Campaña permanente

Si algo caracteriza a los habitantes de los tiempos convulsos que vivimos es que nos hemos acostumbrado a vivir en la tensión permanente. Desde que nos levantamos hasta que nos acostamos debemos transitar el día en estado de alerta, en campaña electoral permanente, en competencia persistente, continua, pertinaz.

No siempre fue así. Los mayores del lugar sabemos que hubo un tiempo en el que la cooperación en el trabajo, en los estudios, entre vecinos, tenía valor en sí mismo y formaba parte de las buenas prácticas que se pedían a la ciudadanía.

Ahora nadie recuerda eso y la competitividad, la competencia, la productividad, se han convertido en lo cotidiano y habitual, lo políticamente correcto, lo aceptado de forma generalizada. El realismo, esa buena conciencia de los hijos de puta, según nos explicaba Georges Bernanos, se ha convertido en la disculpa para aceptar todo tipo de desmanes.

Para sobrevivir en esta jauría humana nos incorporamos a una secta, a un grupo, a un partido, a un club, a una mara, una mafia, una banda, donde esperamos ser aceptados y al que juramos fidelidad, a cambio de un cierto nivel de protección.

Quedan prohibidas las discrepancias, los matices, las opiniones diversas y plurales. Eres o no eres, estás con nosotros o contra nosotros. Eres uno de los nuestros, o eres de los otros, o aún peor, no eres de nadie.En ese caso eres doblemente peligroso.

En política el gobierno no sufre la menor tentación de integrar a la oposición, Ni tan siquiera de acordar y adoptar una parte de sus propuestas. Por su lado la oposición convierte la tarea de deslegitimar al gobierno en su principal papel diario.

Así las cosas, a la ciudadanía no le quedan otras posibilidades que alinearse mecánicamente con unos o con otros, cosa que ocurre con frecuencia entre los militantes bregados y bragados venidos del pasado, o lo que es mucho más frecuente, pasar de todos y considerarlos iguales en sus prácticas de gobierno.

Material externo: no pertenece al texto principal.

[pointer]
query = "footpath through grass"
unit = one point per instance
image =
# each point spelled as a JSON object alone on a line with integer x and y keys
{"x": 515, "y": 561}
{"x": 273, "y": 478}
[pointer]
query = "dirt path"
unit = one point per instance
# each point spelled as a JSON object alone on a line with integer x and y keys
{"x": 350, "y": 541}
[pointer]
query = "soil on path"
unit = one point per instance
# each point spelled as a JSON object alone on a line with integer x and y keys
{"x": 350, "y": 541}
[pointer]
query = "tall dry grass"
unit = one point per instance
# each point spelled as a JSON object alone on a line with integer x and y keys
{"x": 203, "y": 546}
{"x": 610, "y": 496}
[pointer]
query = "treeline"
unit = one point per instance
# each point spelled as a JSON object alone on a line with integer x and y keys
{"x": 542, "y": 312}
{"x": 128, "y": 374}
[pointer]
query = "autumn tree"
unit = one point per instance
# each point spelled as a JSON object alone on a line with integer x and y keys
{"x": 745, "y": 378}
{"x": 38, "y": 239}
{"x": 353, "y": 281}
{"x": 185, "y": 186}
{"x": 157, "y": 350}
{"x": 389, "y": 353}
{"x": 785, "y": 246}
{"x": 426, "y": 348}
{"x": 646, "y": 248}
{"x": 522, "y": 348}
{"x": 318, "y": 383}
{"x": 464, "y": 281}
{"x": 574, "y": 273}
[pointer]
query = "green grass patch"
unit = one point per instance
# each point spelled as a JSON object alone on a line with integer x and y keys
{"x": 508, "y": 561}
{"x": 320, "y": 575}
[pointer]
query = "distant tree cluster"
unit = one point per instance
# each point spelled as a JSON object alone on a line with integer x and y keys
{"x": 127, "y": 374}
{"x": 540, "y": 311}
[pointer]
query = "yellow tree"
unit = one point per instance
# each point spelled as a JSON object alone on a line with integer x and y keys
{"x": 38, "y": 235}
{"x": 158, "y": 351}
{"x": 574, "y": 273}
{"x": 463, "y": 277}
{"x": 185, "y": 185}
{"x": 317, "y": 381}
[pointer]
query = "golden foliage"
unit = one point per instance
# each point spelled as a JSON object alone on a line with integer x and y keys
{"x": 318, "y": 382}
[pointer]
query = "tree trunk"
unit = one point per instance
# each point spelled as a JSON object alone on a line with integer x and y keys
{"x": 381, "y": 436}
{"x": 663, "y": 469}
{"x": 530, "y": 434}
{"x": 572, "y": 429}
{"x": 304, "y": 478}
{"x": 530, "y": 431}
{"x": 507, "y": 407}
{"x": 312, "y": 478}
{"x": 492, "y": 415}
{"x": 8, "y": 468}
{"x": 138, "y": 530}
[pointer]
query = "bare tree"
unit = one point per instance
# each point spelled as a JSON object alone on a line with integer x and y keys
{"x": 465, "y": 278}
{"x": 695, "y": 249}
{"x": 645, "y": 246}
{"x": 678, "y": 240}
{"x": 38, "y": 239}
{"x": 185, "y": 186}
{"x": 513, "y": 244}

Todos sabemos, por ejemplo, que la carrera por ofertar viviendas no tiene sentido, porque hemos escuchado propuestas similares muchas veces y luego nunca se han cumplido. Todos sabemos que la ley del sólo sí es sí ha tenido alguna que otra metedura de pata y que no hubiera pasado nada por reconocerlo y enmendarla.

Todos sabemos que los pactos de estado que se ofrecen cuando ya son imposibles, serían ahora incómodos camarotes de los hermanos Marx, que no llegarían a buen puerto, porque quienes los plantean sólo intentan satisfacer a una parte del electorado que se ha hastiado de tanto maniobrerismo y que puede dejar de votar a unos y otros por igual.

Me viene a la cabeza aquella premonitoria y profética novela de Saramago, Ensayo sobre la lucidez, en el que el 83% de la población vota en blanco en una revuelta pacífica ante la realidad de una política y unos políticos mediocres, engreídos, alejados de la vida y de sus problemas.

No fue novela cómoda para Saramago, que tuvo que padecer las críticas y los ataques que soportan cuantos en algún momento se atreven a cuestionar el ejercicio del poder y las cloacas que se generan a su alrededor, sea cual sea el signo del poder en cada momento.

Iniciamos una nueva campaña electoral. Hubo un momento en el que algunos creyeron que la nueva política sería capaz de restablecer la confianza de las personas con sus representantes públicos. Hoy aquellas esperanzas se han desvanecido. Hay más fuerzas políticas en liza, pero sus promesas y sus prácticas no se distancian mucho de cuanto ocurría antes de su llegada.

Habrá quienes voten pensando en cuál es el autobús que les deja más cerca de casa, o quienes lo hagan con convicción. Habrá quienes no voten y quienes voten en blanco, pero, a decir verdad, sin grandes ilusiones por los candidatos, por su capacidad de unirnos, o la verosimilitud y fiabilidad de sus promesas.

Dicho esto, votaré una vez más, pero los políticos deberían aprender que nuestro voto es cada vez menos un regalo cada cuatro años y se convierte más en una exigencia de compromiso para mañana mismo.